Interfacial ferromagnetism in an atomically ordered three-component manganite superlattice

Lattice distortions play a key role in the ferromagnetic-metallic ground state of the mixed valent manganite, La_2/3Sr_1/3MnO₃. To explore the effect of such distortions on the electronic and magnetic properties, we substitute 50% of the La atoms with Y to grow La_1/3Y_1/3Sr_1/3MnO₃ thin films where the La, Y and Sr atoms all randomly occupy the A-site. But the random occupancy also leads to disorder. We decouple this disorder by constructing an ordered superlattice of three manganite phases, LaMnO₃, YMnO_3, and SrMnO₃, stacked at the atomic layer limit. Our electronic transport measurements show an insulating ground state in both the ordered superlattice and the random alloy samples although a crossover to a metallic state around 120K is observed in the ordered superlattice.
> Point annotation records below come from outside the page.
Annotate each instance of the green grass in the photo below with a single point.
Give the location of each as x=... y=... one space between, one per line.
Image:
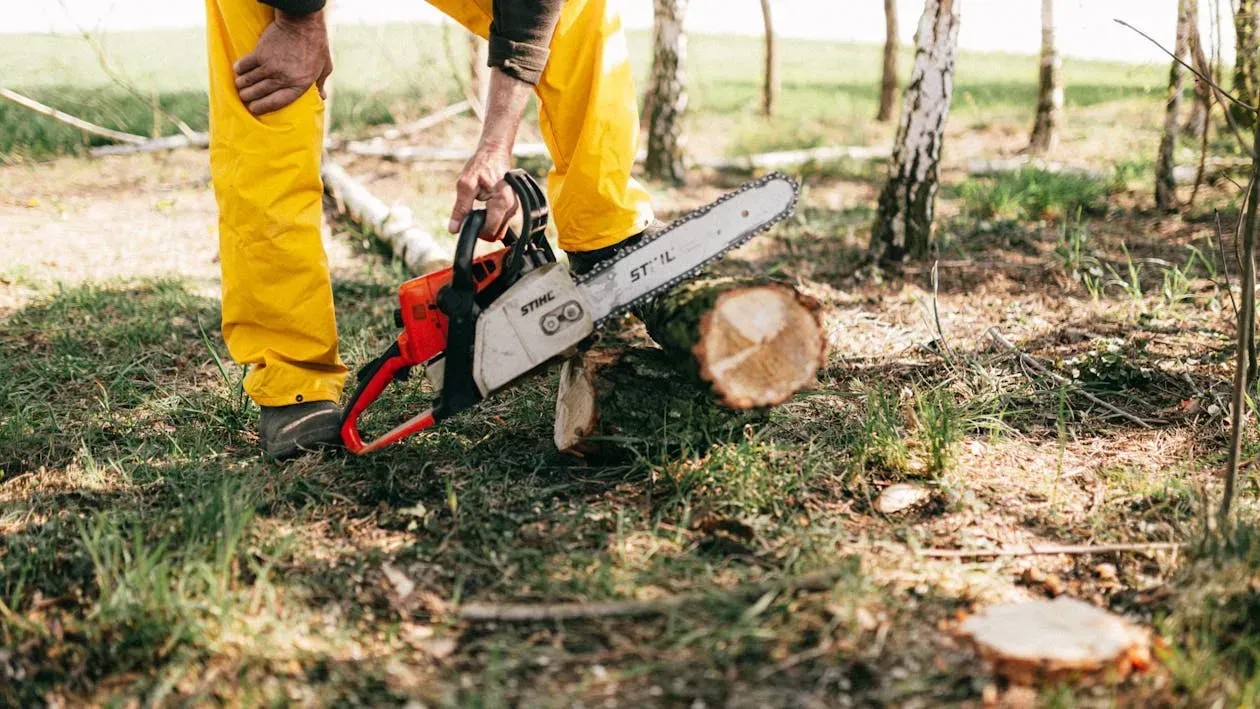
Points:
x=400 y=72
x=1033 y=194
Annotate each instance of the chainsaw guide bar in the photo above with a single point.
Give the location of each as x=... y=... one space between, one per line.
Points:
x=488 y=321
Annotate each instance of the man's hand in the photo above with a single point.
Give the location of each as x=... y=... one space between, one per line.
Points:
x=291 y=56
x=481 y=179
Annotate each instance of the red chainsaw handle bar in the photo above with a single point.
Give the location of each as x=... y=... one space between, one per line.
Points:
x=384 y=370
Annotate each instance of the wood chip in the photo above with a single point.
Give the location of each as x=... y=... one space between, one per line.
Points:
x=900 y=498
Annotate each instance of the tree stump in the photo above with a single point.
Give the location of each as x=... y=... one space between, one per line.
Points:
x=752 y=343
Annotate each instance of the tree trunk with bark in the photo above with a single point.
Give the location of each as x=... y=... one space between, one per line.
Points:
x=1197 y=120
x=667 y=93
x=1050 y=102
x=770 y=88
x=1246 y=25
x=1166 y=181
x=752 y=343
x=904 y=223
x=888 y=86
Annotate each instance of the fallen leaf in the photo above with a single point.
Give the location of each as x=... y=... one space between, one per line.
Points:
x=398 y=581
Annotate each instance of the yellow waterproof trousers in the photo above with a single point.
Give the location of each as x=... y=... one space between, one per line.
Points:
x=277 y=300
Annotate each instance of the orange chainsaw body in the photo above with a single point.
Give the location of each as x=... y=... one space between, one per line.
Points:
x=423 y=325
x=437 y=315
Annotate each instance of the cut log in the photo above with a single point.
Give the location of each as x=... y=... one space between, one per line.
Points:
x=576 y=407
x=156 y=145
x=116 y=136
x=412 y=153
x=436 y=119
x=796 y=158
x=1057 y=640
x=755 y=343
x=391 y=224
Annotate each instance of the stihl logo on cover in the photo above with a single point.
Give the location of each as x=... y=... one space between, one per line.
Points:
x=537 y=302
x=641 y=271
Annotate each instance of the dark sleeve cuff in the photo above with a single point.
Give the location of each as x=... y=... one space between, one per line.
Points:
x=519 y=61
x=296 y=6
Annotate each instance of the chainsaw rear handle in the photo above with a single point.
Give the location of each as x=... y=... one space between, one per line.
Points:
x=373 y=379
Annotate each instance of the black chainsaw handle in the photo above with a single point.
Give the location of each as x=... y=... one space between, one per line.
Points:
x=461 y=278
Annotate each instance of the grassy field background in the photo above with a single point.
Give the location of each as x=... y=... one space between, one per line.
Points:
x=398 y=72
x=150 y=557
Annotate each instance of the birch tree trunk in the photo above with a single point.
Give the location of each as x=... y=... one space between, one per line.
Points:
x=1166 y=184
x=888 y=86
x=904 y=223
x=1050 y=101
x=667 y=93
x=770 y=91
x=1246 y=25
x=479 y=68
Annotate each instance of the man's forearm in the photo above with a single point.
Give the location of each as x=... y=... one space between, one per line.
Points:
x=504 y=111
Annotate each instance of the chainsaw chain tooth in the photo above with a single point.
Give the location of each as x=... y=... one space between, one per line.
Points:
x=683 y=277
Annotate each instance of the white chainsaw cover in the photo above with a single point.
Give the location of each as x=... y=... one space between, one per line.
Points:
x=541 y=316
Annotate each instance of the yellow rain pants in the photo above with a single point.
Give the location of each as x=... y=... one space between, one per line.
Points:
x=277 y=299
x=589 y=116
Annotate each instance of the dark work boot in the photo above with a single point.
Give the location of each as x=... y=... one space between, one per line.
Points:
x=581 y=262
x=294 y=430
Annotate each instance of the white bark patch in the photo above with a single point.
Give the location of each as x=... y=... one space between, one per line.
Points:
x=912 y=180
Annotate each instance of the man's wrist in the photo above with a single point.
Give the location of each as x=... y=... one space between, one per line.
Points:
x=304 y=22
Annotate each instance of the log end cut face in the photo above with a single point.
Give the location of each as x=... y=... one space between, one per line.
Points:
x=757 y=346
x=1051 y=639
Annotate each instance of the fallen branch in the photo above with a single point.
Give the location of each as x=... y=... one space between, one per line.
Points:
x=796 y=158
x=1004 y=165
x=997 y=338
x=156 y=145
x=422 y=125
x=392 y=224
x=377 y=147
x=553 y=612
x=1048 y=550
x=117 y=136
x=411 y=153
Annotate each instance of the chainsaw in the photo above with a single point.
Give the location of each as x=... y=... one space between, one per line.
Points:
x=486 y=321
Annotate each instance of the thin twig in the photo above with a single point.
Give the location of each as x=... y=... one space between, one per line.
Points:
x=1216 y=88
x=1182 y=62
x=117 y=136
x=474 y=101
x=1048 y=550
x=1225 y=263
x=998 y=338
x=1245 y=364
x=552 y=612
x=936 y=312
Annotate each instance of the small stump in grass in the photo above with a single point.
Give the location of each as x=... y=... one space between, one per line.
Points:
x=1060 y=640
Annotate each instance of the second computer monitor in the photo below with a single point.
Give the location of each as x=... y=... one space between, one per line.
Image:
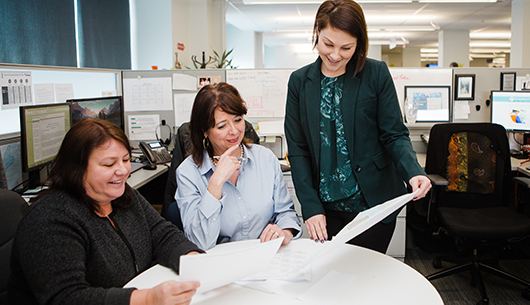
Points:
x=106 y=108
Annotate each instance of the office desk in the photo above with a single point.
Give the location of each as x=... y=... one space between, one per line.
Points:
x=143 y=176
x=379 y=279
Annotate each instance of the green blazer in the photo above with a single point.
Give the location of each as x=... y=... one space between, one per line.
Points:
x=378 y=142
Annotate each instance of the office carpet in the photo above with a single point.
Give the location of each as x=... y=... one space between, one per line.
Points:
x=457 y=289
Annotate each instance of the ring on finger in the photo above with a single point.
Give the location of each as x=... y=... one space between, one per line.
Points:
x=274 y=232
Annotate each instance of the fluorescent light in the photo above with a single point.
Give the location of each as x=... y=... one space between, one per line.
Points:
x=456 y=1
x=402 y=28
x=265 y=2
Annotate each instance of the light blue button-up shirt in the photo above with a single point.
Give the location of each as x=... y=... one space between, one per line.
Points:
x=244 y=210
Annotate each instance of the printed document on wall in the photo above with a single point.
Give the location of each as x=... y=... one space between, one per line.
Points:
x=15 y=89
x=147 y=94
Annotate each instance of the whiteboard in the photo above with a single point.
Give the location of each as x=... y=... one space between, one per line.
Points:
x=419 y=77
x=264 y=91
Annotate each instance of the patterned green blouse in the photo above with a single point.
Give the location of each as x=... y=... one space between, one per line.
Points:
x=338 y=187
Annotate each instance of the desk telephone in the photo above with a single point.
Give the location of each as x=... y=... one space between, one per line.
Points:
x=155 y=152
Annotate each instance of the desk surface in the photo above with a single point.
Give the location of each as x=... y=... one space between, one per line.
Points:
x=379 y=279
x=143 y=176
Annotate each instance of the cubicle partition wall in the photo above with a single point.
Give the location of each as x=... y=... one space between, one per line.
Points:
x=156 y=95
x=31 y=85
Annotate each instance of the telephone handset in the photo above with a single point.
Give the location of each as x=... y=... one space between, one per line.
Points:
x=155 y=153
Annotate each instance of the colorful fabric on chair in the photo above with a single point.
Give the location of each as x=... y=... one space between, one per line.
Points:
x=471 y=163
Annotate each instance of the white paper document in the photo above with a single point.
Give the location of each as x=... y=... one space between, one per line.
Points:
x=362 y=222
x=218 y=269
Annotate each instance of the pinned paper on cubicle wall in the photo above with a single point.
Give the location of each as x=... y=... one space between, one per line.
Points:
x=461 y=110
x=142 y=127
x=64 y=92
x=264 y=91
x=147 y=94
x=184 y=82
x=270 y=128
x=15 y=89
x=44 y=93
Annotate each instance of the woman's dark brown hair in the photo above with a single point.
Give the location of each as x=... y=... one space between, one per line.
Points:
x=210 y=97
x=68 y=170
x=347 y=16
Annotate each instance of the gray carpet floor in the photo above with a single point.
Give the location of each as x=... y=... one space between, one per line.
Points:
x=457 y=289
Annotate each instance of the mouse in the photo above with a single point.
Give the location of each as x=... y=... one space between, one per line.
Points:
x=149 y=166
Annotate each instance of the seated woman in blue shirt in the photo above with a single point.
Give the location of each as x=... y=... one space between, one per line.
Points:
x=228 y=189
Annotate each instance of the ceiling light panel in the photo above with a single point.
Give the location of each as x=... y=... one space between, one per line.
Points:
x=275 y=2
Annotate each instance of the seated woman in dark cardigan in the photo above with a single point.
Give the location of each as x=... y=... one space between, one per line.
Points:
x=91 y=233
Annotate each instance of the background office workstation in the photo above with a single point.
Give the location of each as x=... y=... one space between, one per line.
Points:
x=112 y=77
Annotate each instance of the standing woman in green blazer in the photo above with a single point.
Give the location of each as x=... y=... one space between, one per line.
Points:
x=348 y=147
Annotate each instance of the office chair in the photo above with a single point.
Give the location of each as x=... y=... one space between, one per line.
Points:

We find a quasiparticle peak due to interfacial reconstruction at the oxygen K-edge in the ordered superlattice when probed with resonant soft x-rays. Furthermore, a more than four times stronger dichroic signal is observed in the ordered superlattice compared to the random alloy sample. These measurements point to ferromagnetic metallic tendencies at the Mn³⁺/Mn⁴⁺ interfaces in the ordered superlattice.